Aligning Moments in Time using Video Queries
This addresses the challenge of precise moment localization in videos for applications like video search and analysis, representing an incremental advance with strong specific gains.
The paper tackles the problem of video-to-video moment retrieval by localizing unseen events in a target video using a query video, introducing MATR which achieves performance improvements of 13.1% in R@1 and 8.1% in mIoU on ActivityNet-VRL and 14.7% in R@1 and 14.4% in mIoU on SportsMoments compared to state-of-the-art methods.

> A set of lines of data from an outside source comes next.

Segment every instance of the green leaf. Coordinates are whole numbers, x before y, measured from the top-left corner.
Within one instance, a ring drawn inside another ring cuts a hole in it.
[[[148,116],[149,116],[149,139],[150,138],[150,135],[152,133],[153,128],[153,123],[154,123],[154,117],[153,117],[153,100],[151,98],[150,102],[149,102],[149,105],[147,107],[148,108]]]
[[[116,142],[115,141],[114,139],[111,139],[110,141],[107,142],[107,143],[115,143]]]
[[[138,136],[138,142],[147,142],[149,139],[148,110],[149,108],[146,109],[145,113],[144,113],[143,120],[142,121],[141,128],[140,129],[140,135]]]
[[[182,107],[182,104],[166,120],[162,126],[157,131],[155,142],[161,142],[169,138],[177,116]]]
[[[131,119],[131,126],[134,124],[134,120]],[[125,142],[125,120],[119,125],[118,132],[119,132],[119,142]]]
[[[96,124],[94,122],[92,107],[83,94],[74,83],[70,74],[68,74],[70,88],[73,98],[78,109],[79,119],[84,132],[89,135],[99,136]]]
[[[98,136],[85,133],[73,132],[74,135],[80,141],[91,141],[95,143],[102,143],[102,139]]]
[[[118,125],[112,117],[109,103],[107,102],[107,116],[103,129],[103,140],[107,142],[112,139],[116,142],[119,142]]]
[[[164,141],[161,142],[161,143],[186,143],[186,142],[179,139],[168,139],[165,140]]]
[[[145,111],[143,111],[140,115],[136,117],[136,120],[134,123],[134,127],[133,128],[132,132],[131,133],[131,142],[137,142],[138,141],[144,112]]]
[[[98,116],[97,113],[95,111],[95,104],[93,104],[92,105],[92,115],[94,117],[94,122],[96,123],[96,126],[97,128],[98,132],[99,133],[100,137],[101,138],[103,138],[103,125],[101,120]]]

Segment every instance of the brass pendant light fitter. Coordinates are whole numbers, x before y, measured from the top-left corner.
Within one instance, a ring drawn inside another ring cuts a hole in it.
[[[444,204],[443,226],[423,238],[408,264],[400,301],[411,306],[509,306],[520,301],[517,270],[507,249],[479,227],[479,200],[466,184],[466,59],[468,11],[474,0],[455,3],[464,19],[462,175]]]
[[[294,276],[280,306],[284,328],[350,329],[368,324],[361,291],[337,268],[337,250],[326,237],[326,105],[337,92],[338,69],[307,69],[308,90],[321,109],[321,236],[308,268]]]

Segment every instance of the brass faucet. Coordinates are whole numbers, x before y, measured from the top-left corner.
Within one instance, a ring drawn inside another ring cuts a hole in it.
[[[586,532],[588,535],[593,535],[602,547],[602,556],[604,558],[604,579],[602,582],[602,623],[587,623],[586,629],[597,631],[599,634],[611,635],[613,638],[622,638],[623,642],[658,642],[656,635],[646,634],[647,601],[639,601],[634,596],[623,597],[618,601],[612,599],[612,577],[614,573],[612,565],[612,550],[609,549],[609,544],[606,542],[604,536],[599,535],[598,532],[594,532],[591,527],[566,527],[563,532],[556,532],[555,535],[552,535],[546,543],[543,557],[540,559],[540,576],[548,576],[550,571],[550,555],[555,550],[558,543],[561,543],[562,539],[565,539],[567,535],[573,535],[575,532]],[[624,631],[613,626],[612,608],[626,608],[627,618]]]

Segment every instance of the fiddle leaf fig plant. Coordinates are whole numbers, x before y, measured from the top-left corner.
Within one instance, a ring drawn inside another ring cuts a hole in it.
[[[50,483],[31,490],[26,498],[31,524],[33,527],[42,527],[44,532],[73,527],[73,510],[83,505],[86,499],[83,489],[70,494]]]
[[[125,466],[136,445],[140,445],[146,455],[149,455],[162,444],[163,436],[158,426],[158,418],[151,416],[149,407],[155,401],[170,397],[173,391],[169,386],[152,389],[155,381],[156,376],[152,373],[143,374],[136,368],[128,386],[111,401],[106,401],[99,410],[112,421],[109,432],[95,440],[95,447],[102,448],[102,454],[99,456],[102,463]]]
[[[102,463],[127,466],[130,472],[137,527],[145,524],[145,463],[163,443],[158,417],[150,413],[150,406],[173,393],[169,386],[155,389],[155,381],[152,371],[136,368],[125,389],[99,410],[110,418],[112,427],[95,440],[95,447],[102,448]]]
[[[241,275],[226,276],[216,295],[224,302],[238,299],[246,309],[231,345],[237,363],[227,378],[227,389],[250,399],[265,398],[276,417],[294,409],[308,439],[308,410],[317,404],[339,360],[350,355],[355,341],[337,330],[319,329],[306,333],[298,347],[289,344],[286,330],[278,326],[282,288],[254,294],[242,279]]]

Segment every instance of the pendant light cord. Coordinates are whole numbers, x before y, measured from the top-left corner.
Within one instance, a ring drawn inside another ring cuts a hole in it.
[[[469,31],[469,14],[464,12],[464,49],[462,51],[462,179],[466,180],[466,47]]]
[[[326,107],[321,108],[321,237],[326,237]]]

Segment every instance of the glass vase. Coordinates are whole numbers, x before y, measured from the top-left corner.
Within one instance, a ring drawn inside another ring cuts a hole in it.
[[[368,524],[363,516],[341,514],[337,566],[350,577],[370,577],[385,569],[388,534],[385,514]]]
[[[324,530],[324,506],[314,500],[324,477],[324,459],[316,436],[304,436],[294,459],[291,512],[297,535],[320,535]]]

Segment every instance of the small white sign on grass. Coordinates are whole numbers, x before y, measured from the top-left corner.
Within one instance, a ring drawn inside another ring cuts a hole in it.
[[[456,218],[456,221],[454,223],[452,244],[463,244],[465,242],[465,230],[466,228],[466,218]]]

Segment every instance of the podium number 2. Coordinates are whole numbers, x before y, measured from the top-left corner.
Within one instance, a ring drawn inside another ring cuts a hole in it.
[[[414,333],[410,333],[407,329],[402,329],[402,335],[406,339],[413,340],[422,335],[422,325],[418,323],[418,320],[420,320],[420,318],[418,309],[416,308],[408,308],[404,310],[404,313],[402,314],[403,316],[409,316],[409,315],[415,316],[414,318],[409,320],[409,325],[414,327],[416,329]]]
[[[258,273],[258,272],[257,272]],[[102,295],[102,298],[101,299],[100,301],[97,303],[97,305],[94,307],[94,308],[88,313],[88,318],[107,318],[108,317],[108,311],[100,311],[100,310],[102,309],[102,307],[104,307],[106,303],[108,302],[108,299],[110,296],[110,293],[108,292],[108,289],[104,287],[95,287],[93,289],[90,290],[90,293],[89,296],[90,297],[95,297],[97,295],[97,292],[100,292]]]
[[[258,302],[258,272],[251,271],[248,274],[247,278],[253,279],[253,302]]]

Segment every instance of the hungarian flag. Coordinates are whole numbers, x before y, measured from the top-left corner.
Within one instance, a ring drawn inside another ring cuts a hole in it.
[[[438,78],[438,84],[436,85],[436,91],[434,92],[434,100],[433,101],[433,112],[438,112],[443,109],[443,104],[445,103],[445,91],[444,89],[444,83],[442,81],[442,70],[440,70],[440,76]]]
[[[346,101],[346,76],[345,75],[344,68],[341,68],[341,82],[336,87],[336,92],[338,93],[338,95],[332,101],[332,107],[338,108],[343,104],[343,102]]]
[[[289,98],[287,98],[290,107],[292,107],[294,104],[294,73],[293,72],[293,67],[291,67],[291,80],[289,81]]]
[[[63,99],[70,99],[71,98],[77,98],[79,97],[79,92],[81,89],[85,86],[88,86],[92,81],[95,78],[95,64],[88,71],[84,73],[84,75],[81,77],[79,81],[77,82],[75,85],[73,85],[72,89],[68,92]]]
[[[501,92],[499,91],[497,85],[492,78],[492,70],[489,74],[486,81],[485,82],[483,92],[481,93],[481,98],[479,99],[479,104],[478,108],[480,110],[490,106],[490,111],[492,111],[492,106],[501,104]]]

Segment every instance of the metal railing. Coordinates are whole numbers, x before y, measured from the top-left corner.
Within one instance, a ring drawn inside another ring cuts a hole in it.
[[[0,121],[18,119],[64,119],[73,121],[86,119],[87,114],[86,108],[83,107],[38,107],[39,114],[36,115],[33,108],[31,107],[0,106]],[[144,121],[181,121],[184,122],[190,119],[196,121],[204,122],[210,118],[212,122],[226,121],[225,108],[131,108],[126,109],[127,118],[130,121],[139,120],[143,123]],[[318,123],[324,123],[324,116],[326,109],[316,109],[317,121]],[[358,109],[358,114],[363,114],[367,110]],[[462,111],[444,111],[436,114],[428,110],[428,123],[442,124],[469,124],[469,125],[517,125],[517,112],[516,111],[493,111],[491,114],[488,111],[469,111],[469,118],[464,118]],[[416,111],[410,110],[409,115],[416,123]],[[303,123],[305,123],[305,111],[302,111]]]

Video-to-video moment retrieval (Vid2VidMR) is the task of localizing unseen events or moments in a target video using a query video. This task poses several challenges, such as the need for semantic frame-level alignment and modeling complex dependencies between query and target videos. To tackle this challenging problem, we introduce MATR (Moment Alignment TRansformer), a transformer-based model designed to capture semantic context as well as the temporal details necessary for precise moment localization. MATR conditions target video representations on query video features using dual-stage sequence alignment that encodes the required correlations and dependencies. These representations are then used to guide foreground/background classification and boundary prediction heads, enabling the model to accurately identify moments in the target video that semantically match with the query video. Additionally, to provide a strong task-specific initialization for MATR, we propose a self-supervised pre-training technique that involves training the model to localize random clips within videos. Extensive experiments demonstrate that MATR achieves notable performance improvements of 13.1% in R@1 and 8.1% in mIoU on an absolute scale compared to state-of-the-art methods on the popular ActivityNet-VRL dataset. Additionally, on our newly proposed dataset, SportsMoments, MATR shows a 14.7% gain in R@1 and a 14.4% gain in mIoU on an absolute scale over strong baselines.